What tool(s) do you guys use to measure wire gauge size when it is not printed on the conductor's jacket or the jacket is not visible?


----------



## Speedy Petey (Jan 10, 2007)

Here are some previous replies:

http://www.electriciantalk.com/showthread.php?t=1254


----------



## MDShunk (Jan 7, 2007)

They make a little set of plastic gauges that you can slip in if there's some exposed conductor to get them around. I got a set years ago, but they're not as helpful as you might think. The lugs smash the conductor into a bit of an oval. Here's one such gauge http://www.professionalequipment.co...107017/electrical-accessories/?hcs=wire gauge The actual old-school Brown and Sharpe wire gauges are metal.


----------



## Roger123 (Sep 23, 2007)

Thanks Marc,

What I'm looking for is something bigger for #4awg and larger.

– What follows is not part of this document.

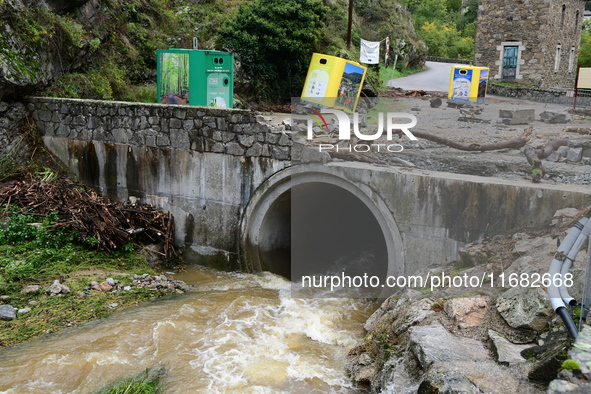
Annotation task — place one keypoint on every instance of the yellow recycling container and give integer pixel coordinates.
(333, 82)
(468, 83)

Needed something on the last quote where feeders were suppling sub-panels from a meter base/disco panel and the outer jackets were not visible. Needed to know the wire gauge so I could calculate the feeders size to each unit. So, I took my tape measure and just measured the diameter and went to home depot around the corner and came up with #2 conductors. Guess, that is not the best way to determine wire size.:no:


----------



## MDShunk (Jan 7, 2007)

I see plastic calipers at these traveling tent tool sales places a lot for all of two or three dollars. I think you could measure the conductor with one of those plastic calipers, and match it up with the chart of conductor diameters.


----------



## Speedy Petey (Jan 10, 2007)

General and others make a plastic dial calipers. I agree that would be your best bet at an accurate sizing. Then just use the Conductor Properties in Table 8 of Chapter 9 of the NEC.


----------



## Roger123 (Sep 23, 2007)

Thanks Marc & Petey,

That is what I will do.


----------